Morphing from the 2-step and drum-n-bass genres, the tough drum patterns and syncopated basslines of dubstep make its appeal universal. The American translation of this very British sound, however, is a whole other entity.
Dubstep has moved up the American ranks quicker than other, though decidedly underground, offshoots of dance music. Ensconced in the main room and/or main stage at large parties and raves, the dubstep headliner often shares equal billing with the trance and house headliners. Think of it as similar to hip hop, but with no rapper and even more bass.

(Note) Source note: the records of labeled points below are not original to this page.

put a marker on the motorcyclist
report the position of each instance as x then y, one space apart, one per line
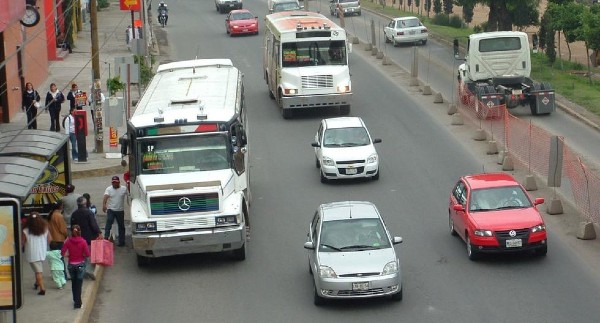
162 7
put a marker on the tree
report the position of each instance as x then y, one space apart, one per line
448 4
437 6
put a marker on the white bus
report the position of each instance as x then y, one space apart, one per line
188 162
306 62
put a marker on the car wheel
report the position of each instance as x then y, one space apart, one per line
143 261
542 251
324 179
240 254
398 296
471 252
318 300
451 225
376 176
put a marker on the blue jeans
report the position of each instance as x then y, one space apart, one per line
73 146
110 219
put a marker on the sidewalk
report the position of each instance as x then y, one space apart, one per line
57 305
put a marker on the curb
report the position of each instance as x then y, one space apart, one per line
89 297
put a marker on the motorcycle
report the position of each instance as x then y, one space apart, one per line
162 18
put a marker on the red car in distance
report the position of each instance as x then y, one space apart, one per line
493 213
239 22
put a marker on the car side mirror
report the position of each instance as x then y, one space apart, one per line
309 245
455 46
458 207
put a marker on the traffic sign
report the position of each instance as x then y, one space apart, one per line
131 5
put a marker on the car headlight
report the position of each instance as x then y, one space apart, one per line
390 268
538 228
326 272
290 91
372 159
343 88
145 226
328 161
483 233
226 220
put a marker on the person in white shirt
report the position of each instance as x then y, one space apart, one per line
114 207
69 126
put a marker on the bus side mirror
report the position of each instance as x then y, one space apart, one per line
455 43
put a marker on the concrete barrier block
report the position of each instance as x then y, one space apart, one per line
507 164
457 119
452 109
554 206
492 147
530 183
586 231
427 90
479 135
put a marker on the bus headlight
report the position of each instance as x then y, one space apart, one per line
290 91
145 227
343 88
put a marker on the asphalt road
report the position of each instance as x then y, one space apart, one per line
421 160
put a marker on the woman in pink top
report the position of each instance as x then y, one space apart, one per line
77 249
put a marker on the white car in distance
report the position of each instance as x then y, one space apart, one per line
344 149
405 30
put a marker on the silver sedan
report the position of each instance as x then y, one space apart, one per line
351 254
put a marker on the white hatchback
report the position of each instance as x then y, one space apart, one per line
405 30
344 149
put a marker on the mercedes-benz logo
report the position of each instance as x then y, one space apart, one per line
185 203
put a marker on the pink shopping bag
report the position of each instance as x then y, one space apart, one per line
102 252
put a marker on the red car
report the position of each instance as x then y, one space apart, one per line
240 22
493 213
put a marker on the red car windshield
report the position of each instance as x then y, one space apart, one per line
498 198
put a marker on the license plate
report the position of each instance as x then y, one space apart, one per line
360 286
514 243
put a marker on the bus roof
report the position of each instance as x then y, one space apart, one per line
186 89
288 21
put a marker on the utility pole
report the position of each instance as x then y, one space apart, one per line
98 131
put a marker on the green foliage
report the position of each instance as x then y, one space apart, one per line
146 73
114 85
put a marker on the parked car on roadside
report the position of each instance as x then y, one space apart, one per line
344 149
493 213
405 30
239 22
351 253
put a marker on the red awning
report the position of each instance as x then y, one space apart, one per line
11 11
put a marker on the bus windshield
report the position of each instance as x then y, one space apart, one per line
170 155
314 53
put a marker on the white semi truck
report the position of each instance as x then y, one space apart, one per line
497 72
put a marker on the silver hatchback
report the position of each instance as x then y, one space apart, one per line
351 253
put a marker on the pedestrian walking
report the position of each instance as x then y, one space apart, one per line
54 100
85 219
35 239
31 102
69 202
76 98
69 126
89 204
58 233
113 204
78 251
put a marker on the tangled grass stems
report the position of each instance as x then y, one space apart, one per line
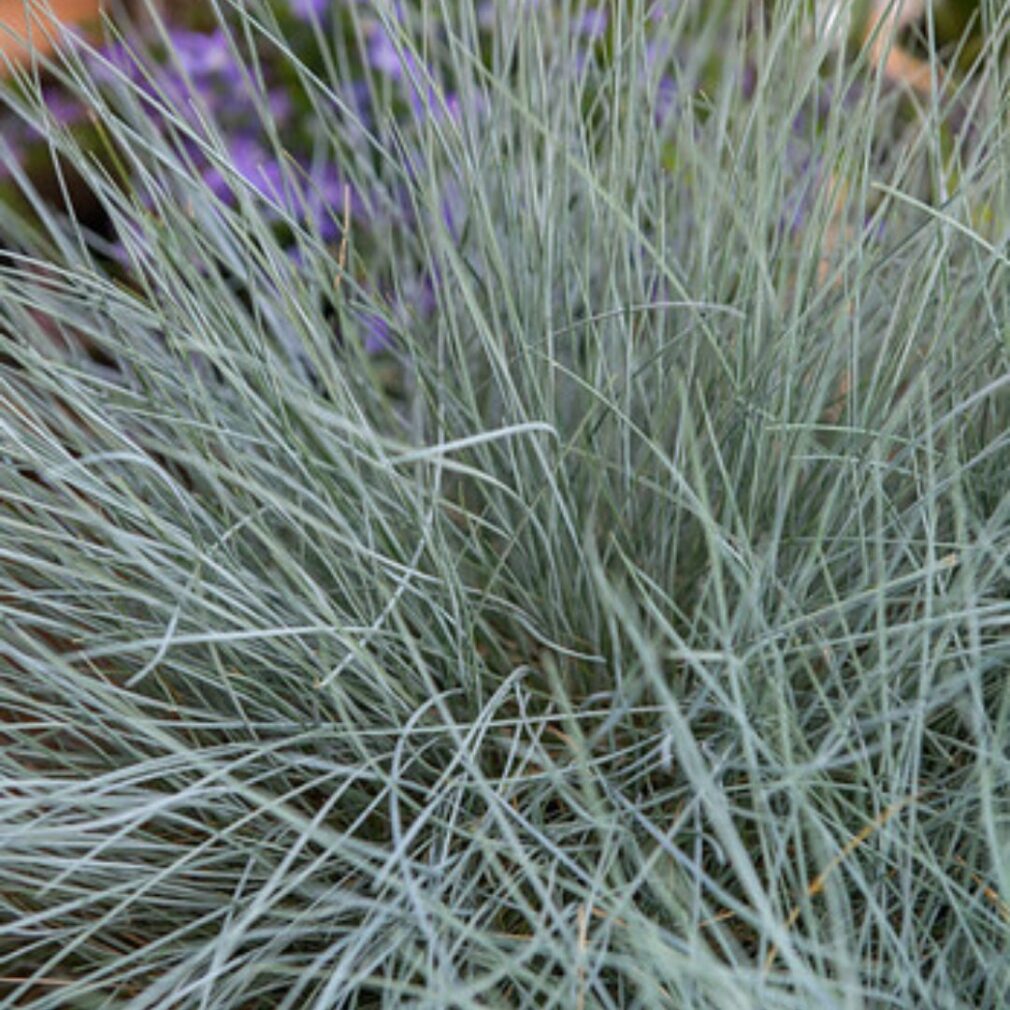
585 641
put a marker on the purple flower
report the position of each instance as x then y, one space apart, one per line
593 22
306 10
203 54
250 163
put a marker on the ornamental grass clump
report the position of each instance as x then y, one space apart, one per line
533 533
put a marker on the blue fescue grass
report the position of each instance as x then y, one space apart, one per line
624 625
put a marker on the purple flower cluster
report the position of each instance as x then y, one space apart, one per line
203 77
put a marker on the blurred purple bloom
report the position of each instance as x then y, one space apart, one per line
307 9
251 164
203 54
593 22
324 196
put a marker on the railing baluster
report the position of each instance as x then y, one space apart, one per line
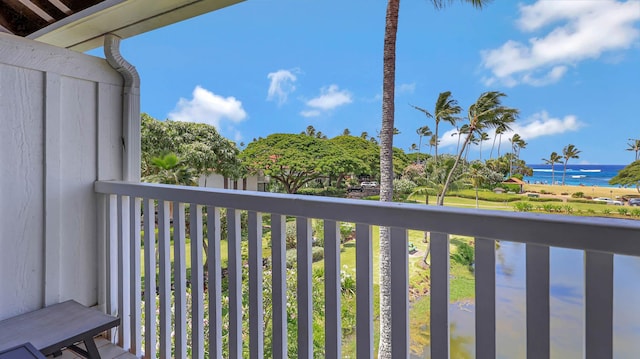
149 279
124 274
485 270
332 290
256 310
135 281
439 246
164 244
180 280
215 282
364 292
197 283
399 292
305 302
235 284
538 304
598 306
279 285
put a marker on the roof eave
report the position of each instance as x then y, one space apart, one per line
84 30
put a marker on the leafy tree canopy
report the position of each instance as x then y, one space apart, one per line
628 176
199 147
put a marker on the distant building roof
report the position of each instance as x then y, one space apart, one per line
80 24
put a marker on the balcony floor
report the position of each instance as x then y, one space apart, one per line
107 350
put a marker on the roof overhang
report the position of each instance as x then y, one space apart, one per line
84 30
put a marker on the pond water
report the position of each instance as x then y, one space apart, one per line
566 305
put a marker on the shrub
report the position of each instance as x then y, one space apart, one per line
463 255
523 206
317 254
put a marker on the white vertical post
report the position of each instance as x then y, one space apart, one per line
215 282
180 280
538 305
197 283
364 291
164 244
485 270
439 243
279 285
305 302
149 279
256 312
399 292
135 281
124 273
598 299
332 290
235 283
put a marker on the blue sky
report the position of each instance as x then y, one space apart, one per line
572 68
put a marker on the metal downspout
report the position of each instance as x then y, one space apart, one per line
131 151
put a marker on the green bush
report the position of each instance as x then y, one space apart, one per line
523 206
486 195
464 254
544 199
326 192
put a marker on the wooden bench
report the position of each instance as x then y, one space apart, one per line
56 327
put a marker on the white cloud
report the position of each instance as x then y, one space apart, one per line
538 125
282 84
330 98
207 107
568 32
310 113
406 88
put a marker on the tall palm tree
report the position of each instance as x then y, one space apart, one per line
483 137
554 158
568 152
446 110
386 160
422 131
486 112
497 133
634 146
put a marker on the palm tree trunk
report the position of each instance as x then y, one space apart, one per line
450 175
386 170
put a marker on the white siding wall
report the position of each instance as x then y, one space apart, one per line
61 124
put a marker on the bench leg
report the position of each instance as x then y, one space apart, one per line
92 350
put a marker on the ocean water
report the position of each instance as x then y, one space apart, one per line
586 175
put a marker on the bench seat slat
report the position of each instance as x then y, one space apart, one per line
54 327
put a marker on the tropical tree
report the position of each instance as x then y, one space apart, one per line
171 170
634 146
554 158
487 112
628 176
386 160
446 109
422 131
497 134
483 137
568 152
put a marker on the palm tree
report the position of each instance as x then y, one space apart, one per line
483 137
497 133
445 110
634 146
386 160
422 131
568 152
486 112
553 159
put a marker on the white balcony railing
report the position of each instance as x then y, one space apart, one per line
600 238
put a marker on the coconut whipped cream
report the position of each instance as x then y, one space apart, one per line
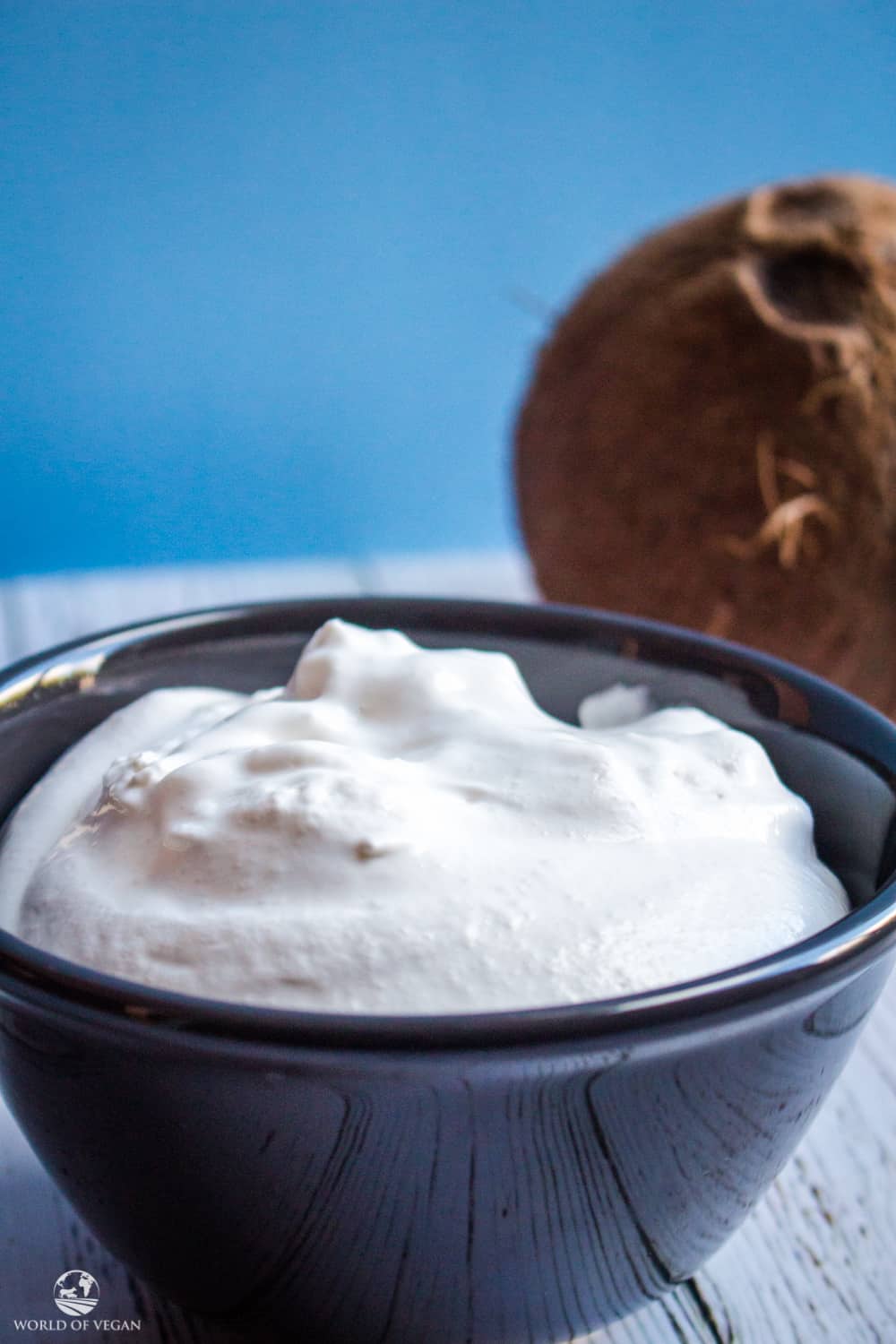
405 831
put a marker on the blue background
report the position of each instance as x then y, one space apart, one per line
273 273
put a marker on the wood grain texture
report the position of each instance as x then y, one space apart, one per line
812 1263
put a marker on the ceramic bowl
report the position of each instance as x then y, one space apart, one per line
513 1176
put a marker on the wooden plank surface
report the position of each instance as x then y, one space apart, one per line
813 1262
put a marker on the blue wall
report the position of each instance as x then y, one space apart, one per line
265 266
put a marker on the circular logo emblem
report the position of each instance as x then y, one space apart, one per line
75 1292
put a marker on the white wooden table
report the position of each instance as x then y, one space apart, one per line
814 1262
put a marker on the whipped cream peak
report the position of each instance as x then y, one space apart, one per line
405 830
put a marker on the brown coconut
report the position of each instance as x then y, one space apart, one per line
710 435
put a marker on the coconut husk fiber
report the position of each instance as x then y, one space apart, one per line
710 433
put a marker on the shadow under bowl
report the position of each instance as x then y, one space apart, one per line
516 1176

For L.A.’s Reid Speed, who originally came to the public’s attention through drum-n-bass, dubstep is not only more palatable to audiences, but it’s also a more accepting culture than the insular drum-n-bass world. And now, Play Me Records, which she founded in 2009, holds the position of top American dubstep label on Beatport. Its offshoot imprint, Play Me Too, has just released a compilation of up-and-coming producers from around the globe called Play Me Too Presents The New Blood Of Dubstep.
“I started the label after a series of musical projects I put a lot of energy into didn’t go anywhere,” says the transplanted New Yorker. “I wanted to do something where I was in control. If there’s one thing I’m good at, it’s picking tunes. I could put what I was good at to use without needing anyone else.”
Originally, Play Me was set up to mimic Speed’s multi-genre DJ sets, which incorporate drum-n-bass, electro-house, and dubstep—anything with a lot of bass in it. The imprint veered towards dubstep, she says, because Beatport prefers single-genre labels, the timing was right, and it had the most appealing bass component.